Q&A: 1031 Tax-Deferred Exchanges and Renters Insurance Coverage
Investment property 1031 tax-deferred exchanges
Hi Leonard — I own a few investment properties, and I want to trade up to bigger properties. I’ve owned them a long time and would like to avoid paying taxes with a 1031 tax-deferred exchange. What are the ins and outs and basics on these? Rob H., Virginia Beach, VA
Hi Rob — OK first, are these investments performing well? If yes, you should really think through whether or not you want to trade up to a bigger property. Trading up to a better property may be a good idea, but not just a bigger one.
When you do an exchange, you might save money on taxes, but you still have the significant transaction fees that all real estate deals incur. So that could easily be 10-15 percent of the sales price — which is a much bigger slice of your equity that is gone, gone, gone due to the transaction.
The basics are simple: Sell one property, sales proceeds are held by a third-party intermediary, buy another property of an equal or higher price. Any taxable gain you would have had to recognize on the sale of the existing property is now deferred until you sell the new property (and it could be deferred indefinitely if you keep doing 1031 exchanges). But don’t forget those transaction fees.
The tough part is that you must identify the property(ies) you plan to purchase within 45 days of selling the first one and close escrow within 180 days. Many people take their own sweet time, and wham: The 45 days go by, the exchange fails, and they pay the taxes!
Make sure to get good quality advice on the rules and regulations way before you start the process to sell the first properties that you plan to exchange.

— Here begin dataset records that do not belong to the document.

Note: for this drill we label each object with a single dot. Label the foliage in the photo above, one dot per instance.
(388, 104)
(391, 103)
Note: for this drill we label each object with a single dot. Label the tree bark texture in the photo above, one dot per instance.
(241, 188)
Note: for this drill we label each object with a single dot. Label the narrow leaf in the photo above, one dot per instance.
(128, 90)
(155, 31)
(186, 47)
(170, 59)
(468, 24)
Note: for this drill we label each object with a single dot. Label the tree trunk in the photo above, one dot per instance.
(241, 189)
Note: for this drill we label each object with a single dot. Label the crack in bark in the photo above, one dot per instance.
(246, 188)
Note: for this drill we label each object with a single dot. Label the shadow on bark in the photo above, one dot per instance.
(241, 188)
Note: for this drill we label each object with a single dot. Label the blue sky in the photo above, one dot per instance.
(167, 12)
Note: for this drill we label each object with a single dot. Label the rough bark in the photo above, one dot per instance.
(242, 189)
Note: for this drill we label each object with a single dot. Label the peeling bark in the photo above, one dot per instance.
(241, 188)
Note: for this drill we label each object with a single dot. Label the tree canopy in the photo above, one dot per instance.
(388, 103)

Hi Professor — I’m considering requiring my existing tenants to carry renters insurance when their lease renews. They’re pressing back a little due to the cost. Any guidance on how to deal with this? Martha M., Cushing, OK
Hi Martha — Renters insurance protects everyone: the tenant, the landlord and people who are guests in the house. It’s pretty inexpensive, generally costing $125-$225 per year for basic coverage.
You can explain to them what it covers and why it is worthwhile for them to carry this insurance. It protects their personal property from damages or theft, covers liability in case someone gets hurt at the property and more (check the policy for specifics).

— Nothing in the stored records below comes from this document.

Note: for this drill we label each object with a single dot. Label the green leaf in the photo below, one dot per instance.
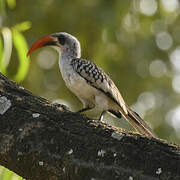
(7, 50)
(1, 49)
(24, 26)
(2, 7)
(11, 3)
(21, 46)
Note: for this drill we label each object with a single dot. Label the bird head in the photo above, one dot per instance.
(63, 42)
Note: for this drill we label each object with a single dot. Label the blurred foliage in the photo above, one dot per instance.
(12, 35)
(6, 174)
(135, 41)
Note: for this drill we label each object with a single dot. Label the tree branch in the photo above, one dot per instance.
(39, 140)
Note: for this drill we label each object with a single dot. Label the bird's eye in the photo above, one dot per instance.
(61, 39)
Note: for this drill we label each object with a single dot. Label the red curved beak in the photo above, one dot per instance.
(44, 41)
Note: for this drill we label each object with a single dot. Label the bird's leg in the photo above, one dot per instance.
(84, 109)
(102, 115)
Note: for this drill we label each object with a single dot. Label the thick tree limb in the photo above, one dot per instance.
(39, 140)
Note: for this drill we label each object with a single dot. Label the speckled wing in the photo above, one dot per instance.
(97, 78)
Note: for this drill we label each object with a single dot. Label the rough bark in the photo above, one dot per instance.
(39, 140)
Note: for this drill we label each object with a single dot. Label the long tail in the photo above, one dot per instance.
(137, 122)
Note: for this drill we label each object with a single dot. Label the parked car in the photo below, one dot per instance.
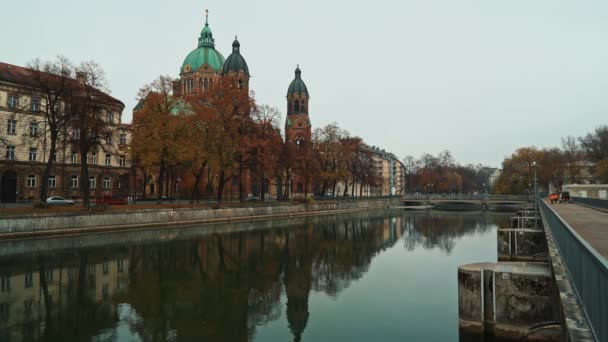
(111, 200)
(59, 201)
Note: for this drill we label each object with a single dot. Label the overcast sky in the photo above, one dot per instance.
(477, 77)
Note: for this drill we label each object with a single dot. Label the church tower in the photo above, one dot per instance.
(297, 125)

You could also offer to pay for or chip in for the policy for the first year, or longer. It gives you some protection, too. Insurance covers them for losses so they won’t ask you to cover their losses. Note: Even if you are not legally responsible, that doesn’t mean that you wouldn’t be asked to help by the tenant.
You certainly don’t want a good tenant to leave over a couple of hundred dollars, so think it through and do what you need to so your tenant stays in the property for a long time.